Collison’s comments came Wednesday as he spoke alongside U.S. Rep. Patrick McHenry (R-NC), the ranking Republican member on the House Financial Services Committee, as they answered questions from the conference moderator, Georgetown Law Professor Chris Brummer.
“If you like really zoom out, and just, kind of, ask ‘which region has been a more successful hub for innovation?’ I think for technology overall, you would have to say the U.S. to date – just look down the list of companies,” Collison said. “But for fintech in particular, I think Europe is every bit as strong, and at least arguably, has pulled ahead, and I largely attribute it to these ongoing structural differences.”
It’s a timely topic because lawmakers and regulators worldwide are grappling with a global surge in fintech innovation and competition by fintech startups and their more established rivals. Collison, who founded payments juggernaut Stripe with his brother, John, when they were in their 20s, is in a position to know because his company Stripe has dual headquarters in San Francisco and Dublin.
McHenry didn’t miss a beat in responding to Collison. “How do we improve that in the United States? As a policy maker, I’m desperate to ask this question,” he said, apologizing to Brummer in taking over the questioning. “You got me hooked so I want to know.”
Collison conceded that the European market may be more strictly regulated under the European Union, or at least it’s perceived to be so, but he said the EU has also fostered an environment for more competitive open markets that has allowed innovation. Collison gained experience as he and his brother built Stripe into a major payments company, offering services initially to smaller companies, and now to larger ones, in countries all over the world.
He cited the EU’s 2015 payment services directive (PSD 2), which has allowed for the open-banking trend in which banks are sharing more data and access with fintechs, and the Single Euro Payments Area created by the European Central Bank that allows for cashless euro payments anywhere in the EU.
“Those are creating very compelling new opportunities in the free market and this broader fintech landscape,” he said, referencing the Berlin-based neobank N26 and the London-based fintech Revolut.
In another example, he cited the EU’s E-money rules for overseeing the use of electronic money in payments, whether it’s stored on a card or a phone, or moved over the internet.
Nonetheless, the U.S. still led Europe in the latest statistics from research firm CB Insights measuring the amount of venture capital funding attracted by fintechs. The U.S. landed $5.1 billion in 454 venture capital fundraising events while Europe drew $3.5 billion in 259 instances, according to the CB Insights third-quarter venture report published Tuesday.

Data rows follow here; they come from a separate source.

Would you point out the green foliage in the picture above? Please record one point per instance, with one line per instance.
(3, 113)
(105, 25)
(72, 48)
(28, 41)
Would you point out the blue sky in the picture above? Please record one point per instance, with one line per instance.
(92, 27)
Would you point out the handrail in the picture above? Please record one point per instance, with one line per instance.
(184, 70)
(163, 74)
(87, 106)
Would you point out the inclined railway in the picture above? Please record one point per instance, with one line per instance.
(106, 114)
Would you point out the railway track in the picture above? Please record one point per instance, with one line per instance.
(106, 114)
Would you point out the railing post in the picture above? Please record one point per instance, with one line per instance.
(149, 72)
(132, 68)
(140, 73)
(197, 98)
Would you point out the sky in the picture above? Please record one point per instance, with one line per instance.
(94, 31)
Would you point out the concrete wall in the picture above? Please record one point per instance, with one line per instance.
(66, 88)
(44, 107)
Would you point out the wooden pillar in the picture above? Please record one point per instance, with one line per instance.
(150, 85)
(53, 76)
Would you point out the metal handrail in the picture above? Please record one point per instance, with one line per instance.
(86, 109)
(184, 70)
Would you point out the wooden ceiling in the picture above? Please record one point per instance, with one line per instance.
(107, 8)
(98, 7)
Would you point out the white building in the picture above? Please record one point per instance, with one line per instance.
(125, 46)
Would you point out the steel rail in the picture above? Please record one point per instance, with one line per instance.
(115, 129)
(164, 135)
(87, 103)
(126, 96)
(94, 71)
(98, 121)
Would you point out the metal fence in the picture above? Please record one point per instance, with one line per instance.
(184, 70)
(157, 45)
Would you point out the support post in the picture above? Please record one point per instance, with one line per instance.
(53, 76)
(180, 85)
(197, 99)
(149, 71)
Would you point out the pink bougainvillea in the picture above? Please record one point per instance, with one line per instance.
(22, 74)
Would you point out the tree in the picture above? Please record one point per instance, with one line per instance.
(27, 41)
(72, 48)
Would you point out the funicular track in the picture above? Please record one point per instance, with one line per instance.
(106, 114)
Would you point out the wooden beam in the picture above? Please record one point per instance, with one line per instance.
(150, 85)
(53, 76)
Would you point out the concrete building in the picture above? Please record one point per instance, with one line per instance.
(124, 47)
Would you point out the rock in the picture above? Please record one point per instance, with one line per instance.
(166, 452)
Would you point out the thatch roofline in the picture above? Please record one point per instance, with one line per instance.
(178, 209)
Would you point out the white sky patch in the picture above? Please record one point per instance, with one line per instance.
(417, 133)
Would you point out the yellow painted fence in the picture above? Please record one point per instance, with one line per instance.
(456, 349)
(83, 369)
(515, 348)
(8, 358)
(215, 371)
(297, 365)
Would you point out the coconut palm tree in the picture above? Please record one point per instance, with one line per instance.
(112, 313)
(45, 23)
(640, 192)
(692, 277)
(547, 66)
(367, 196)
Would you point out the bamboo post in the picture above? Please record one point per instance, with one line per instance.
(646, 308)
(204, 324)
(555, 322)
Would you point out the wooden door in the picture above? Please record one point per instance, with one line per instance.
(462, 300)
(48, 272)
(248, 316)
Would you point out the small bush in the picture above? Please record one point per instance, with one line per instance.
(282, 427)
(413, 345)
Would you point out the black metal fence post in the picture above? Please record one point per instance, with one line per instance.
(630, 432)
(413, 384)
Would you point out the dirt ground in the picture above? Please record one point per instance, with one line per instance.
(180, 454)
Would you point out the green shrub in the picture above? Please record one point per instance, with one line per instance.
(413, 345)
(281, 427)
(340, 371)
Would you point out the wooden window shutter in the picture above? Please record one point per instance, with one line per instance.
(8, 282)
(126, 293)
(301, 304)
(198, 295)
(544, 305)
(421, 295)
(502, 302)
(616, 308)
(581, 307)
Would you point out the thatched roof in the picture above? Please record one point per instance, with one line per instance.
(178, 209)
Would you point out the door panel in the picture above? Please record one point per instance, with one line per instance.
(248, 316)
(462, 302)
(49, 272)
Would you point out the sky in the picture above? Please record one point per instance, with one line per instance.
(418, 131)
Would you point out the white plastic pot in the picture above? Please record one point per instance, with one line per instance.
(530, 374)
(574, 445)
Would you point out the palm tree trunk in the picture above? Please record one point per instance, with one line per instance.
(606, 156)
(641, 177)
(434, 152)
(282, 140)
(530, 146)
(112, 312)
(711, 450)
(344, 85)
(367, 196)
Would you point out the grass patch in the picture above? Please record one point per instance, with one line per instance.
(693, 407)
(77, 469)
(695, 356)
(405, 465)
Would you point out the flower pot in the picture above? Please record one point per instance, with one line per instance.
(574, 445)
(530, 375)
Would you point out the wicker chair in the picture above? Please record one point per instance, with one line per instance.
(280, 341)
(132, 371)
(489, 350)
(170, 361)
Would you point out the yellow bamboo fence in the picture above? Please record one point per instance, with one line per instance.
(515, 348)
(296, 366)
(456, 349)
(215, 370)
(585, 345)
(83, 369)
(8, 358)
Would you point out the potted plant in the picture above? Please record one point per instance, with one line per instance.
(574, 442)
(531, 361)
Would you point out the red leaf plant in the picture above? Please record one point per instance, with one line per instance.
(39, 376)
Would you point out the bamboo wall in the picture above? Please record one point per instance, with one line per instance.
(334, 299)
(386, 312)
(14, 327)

And U.S. lawmakers and regulators are moving ahead in their own way. As a baseline, McHenry noted the U.S. doesn’t currently have any definition of a digital asset, such as a stablecoin, or regulation with respect to its means of exchange.
“The only regulation there is, in existing law around the movement of digital assets, is money transmission licenses that are issued through the 50 states,” he said. “That doesn't look like a regulatory regime. It doesn't look thoughtful. It doesn't look innovative. It actually looks pretty retrograde.”
Next year, the committee will focus on defining a digital asset and reviewing a means of exchange, McHenry said.
In the meantime, he described how he and top Democrats, including House Financial Services Committee Chair Maxine Waters, have crafted a bipartisan piece of legislation that provides at least a starting point for some regulatory certainty in the fast-changing digital asset arena.
“I appreciate the trade-offs that my Democratic counterparts have been willing to make so that we can actually have a piece of legislation,” McHenry said.
In that legislation, he said they have reached agreement on at least some aspects of defining digital assets and how they could be regulated.
“There are trade-offs in a bipartisan compromise and so we've come up with a pretty ugly baby,” McHenry said. “It is a baby nonetheless. And we're grateful and hopeful that this ugly baby can grow and prosper into something that is a little more attractive.”